Now a high school art teacher in Ingersoll, Gardner said anyone who wants to learn, who has the passion to learn, can learn art.
"I'm one of the people who wants to help people learn. When I post my art online, I post all the steps on how I make it so that people will know how it's done. I don't want it to be a big mystery. I want them to understand the process."
Inspired by the Group of Seven, Gardner's home was filled with landscape paintings focusing on Killarney Provincial Park, near Sudbury, often called the 'crown jewel' of Ontario's Park system.
"Growing up I went to a cottage in Gravenhurst and learned to paint on the boathouse. I'd sit there and paint the rocks and the trees, I was always doing art. I went through every art course I possibly could.
"The Group of Seven, their legacy is to protect wildlife and to protect these Canadian spaces," said Gardner, noting 2017 is the 100th anniversary of Tom Thomson's death, who influenced the Group of Seven. "A.Y. Jackson protected the (Killarney) park. It was logged, and A.Y. Jackson petitioned the Government of Canada to protect the park as a wildlife preserve.
"My legacy that I want to leave is to have these 'windows' in people's houses that they can enjoy. It will move them into the outdoors."
Gardner helped start the Artist in Residence program at Killarney, and she was the first artist since the Group of Seven to be the park's official Artist in Residence.
"I do that every summer, it's volunteer work. I teach kids who are seven, and kids-at-heart who are 70, in the same group.
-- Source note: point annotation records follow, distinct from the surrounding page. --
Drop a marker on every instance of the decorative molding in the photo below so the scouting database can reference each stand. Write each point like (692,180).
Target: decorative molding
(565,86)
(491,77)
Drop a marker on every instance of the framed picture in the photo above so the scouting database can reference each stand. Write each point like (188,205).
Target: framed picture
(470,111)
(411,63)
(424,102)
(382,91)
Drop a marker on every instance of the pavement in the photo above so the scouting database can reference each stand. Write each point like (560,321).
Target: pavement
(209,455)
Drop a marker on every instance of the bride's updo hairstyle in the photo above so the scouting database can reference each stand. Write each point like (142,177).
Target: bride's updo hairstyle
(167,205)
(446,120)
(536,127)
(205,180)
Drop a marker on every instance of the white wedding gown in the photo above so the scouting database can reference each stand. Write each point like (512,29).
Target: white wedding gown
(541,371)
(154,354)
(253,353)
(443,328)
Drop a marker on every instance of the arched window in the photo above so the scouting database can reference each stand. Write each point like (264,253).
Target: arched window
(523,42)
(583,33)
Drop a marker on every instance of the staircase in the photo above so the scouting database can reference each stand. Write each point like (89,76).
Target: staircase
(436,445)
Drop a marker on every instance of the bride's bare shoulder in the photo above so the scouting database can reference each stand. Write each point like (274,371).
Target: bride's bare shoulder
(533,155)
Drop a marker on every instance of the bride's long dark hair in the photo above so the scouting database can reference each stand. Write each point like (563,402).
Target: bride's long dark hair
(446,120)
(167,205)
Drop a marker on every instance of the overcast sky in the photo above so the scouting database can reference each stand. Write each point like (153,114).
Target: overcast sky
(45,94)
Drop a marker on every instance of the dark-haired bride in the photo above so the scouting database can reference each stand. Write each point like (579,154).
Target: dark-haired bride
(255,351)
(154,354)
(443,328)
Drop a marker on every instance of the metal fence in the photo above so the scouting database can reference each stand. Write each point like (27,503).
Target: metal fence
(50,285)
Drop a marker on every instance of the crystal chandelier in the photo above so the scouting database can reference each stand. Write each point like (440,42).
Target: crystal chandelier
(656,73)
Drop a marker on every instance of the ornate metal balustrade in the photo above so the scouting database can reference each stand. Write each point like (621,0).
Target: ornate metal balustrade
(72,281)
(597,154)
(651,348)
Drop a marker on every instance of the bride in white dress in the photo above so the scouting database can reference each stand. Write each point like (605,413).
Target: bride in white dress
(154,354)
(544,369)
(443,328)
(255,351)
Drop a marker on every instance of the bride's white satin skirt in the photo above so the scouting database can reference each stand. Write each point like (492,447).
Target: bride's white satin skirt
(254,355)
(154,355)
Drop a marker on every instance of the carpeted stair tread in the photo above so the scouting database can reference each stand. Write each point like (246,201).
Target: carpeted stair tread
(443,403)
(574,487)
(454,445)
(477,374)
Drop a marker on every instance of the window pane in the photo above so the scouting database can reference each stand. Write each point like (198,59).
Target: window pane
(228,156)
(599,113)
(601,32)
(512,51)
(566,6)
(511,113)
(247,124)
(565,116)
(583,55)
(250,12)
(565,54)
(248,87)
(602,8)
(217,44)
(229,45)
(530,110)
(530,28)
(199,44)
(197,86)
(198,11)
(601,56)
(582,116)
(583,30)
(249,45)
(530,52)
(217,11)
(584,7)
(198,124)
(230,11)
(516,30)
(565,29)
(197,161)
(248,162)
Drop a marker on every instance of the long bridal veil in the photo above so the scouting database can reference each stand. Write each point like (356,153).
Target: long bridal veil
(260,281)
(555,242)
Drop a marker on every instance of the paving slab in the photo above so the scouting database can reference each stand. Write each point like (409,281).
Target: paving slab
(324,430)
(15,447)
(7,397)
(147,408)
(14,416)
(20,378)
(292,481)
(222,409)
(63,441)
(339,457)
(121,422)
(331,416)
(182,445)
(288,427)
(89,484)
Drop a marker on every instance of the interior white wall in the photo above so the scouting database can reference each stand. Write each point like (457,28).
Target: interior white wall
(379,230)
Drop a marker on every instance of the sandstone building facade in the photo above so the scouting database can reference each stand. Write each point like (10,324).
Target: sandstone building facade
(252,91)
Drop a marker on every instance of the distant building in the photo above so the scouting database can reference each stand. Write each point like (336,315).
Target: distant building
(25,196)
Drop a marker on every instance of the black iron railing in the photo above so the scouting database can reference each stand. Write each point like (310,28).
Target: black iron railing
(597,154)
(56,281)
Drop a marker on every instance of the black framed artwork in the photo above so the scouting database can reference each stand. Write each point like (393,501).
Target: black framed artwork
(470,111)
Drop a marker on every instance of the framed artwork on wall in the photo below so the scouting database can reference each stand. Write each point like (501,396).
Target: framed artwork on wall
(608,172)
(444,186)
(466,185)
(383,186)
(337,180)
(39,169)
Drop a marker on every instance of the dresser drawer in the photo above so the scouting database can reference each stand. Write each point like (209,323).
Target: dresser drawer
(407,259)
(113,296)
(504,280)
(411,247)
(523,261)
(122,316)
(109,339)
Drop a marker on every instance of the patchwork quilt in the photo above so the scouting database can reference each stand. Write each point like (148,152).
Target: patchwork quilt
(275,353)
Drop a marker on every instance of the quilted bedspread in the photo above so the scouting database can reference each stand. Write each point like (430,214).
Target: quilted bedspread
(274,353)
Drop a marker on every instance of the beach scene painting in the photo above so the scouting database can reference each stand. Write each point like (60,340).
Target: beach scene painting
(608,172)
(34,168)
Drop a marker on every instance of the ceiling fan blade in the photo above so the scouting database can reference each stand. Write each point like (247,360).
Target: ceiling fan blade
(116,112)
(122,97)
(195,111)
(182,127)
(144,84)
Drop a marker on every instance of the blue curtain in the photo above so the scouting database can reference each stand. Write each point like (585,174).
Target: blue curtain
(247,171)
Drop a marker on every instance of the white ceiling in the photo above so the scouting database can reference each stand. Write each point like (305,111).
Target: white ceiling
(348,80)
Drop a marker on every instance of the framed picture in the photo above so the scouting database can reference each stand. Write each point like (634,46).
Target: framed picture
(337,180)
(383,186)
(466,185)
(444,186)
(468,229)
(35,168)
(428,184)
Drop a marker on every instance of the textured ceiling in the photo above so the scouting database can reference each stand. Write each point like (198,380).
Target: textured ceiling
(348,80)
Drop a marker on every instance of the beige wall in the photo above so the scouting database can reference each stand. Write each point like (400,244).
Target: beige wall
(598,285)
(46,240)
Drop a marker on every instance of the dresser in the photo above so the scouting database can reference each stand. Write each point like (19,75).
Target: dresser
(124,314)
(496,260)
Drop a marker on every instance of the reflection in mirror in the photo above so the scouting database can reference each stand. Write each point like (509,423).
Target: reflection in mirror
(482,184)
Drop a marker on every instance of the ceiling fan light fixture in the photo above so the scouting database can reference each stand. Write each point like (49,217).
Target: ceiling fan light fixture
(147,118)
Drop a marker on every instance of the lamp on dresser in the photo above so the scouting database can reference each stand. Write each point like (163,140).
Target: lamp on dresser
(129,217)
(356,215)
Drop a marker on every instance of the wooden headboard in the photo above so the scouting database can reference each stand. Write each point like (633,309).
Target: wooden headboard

There are no boundaries. They understand each other, they understand the techniques, and they understand that there is a process to it. They take home an appreciation and understanding of where we live and how we survive as human beings."
Gardner had a busy year creating new art, and plans to continue at the same pace.
"I just keep doing more and more from my travels. Each of these paintings, I've experienced. I do 'en plein air' as well, which means you're in the open air and you're painting what you see. You're a slave to what's going on in that moment in time. No matter what weather it is, or what the conditions are, you have to paint from start from start to finish in that spot."
When it's time to retire, Gardner said she will be retiring to a property near Killarney. She will continue with both passions - making art, and teaching art.